Yuan processor is a simple 32-bit RISC system. I implement assembler, linker , emulator , debugger and dis-assembler for it using ruby programming language just for fun.
0. Quick Play
assemble and run
$ ./assembler.rb asm/sum100.asm $ ./yuan_cpu.rb
dis-assemble and debug the binary file
$ ./disa.rb $ ./debugger.rb > b 4 > r > q
run all tests
$ ./test.rb Finished in 0.131666 seconds. 8 tests, 34 assertions, 0 failures, 0 errors
1. Instruction Format
Yuan has 8 general-purpose registers (form r1 to r8) and 2 special registers (ip and sp). All registers are 32-bit wide. Every instruction is four bytes long and has the form
OP X , Y , Z .
The first byte of the instruction is the op code, and the remainder is the operands. If the amount of operands is less than 3, the blank position will be filled by 0. Almost all instruction's operands are register except LOADi, MOVi, SAVEi, CALL and BRANCH. The last operand is always the destination address. For Example:
"ADD r1, r2, r3" means r3 = r1 + r2. The binary code is "8 1 1 1", which is a big-endian fashion.
"LOADi 8, r1" means load 4 bytes form memory address between 8 to 12 to register r1. The binary code is "0xc 0 8 1".

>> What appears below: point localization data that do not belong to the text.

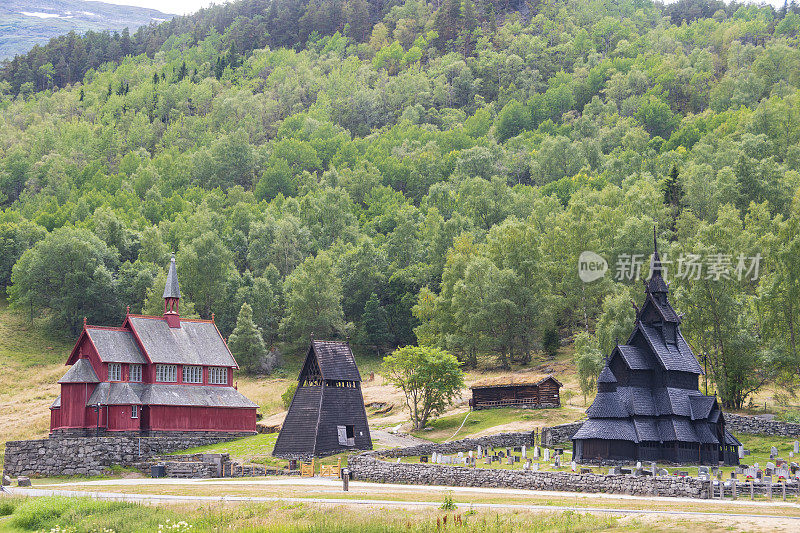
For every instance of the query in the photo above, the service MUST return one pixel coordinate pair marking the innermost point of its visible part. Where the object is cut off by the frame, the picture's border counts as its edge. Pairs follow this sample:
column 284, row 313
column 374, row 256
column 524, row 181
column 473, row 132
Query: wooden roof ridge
column 110, row 328
column 335, row 360
column 513, row 380
column 161, row 317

Because we only use 2 byte to hold the address, so the maximal addressable memory currently is 2^16 bytes (will be fixed).
2. Memory Layout
- The system begin execution at memory address 0.
- The first part of the memory is the code segment and then followed by data segment and rodata segment.
- The stack's base address is 0xF000 and is increased upward.
- There is no boundary check for memory access.
3. Object File Representation
- The Object File is seperated to three parts: the binary file, the symbol define file and the symbol use file.
- The binary file's structure is same as the main memory, aka. [code / data / rodata]. So it can be load to memory and run directly.
- The symbol define file record the address of symbols. the "address | symbol type | symbol name". it's suffix is "map".
- The symbol use file record which address use(point to) which symbol. so we can use it to help us relocate symbols in linker. it's suffix is "use".
4. Call Convention
- function parameters are passed through r4-r1 registers. If the parameters' amount is larger than 4, then the rest parameters are passed through the stack.
- r5-r8 are called saved registers.
the return value is save in the r1 register.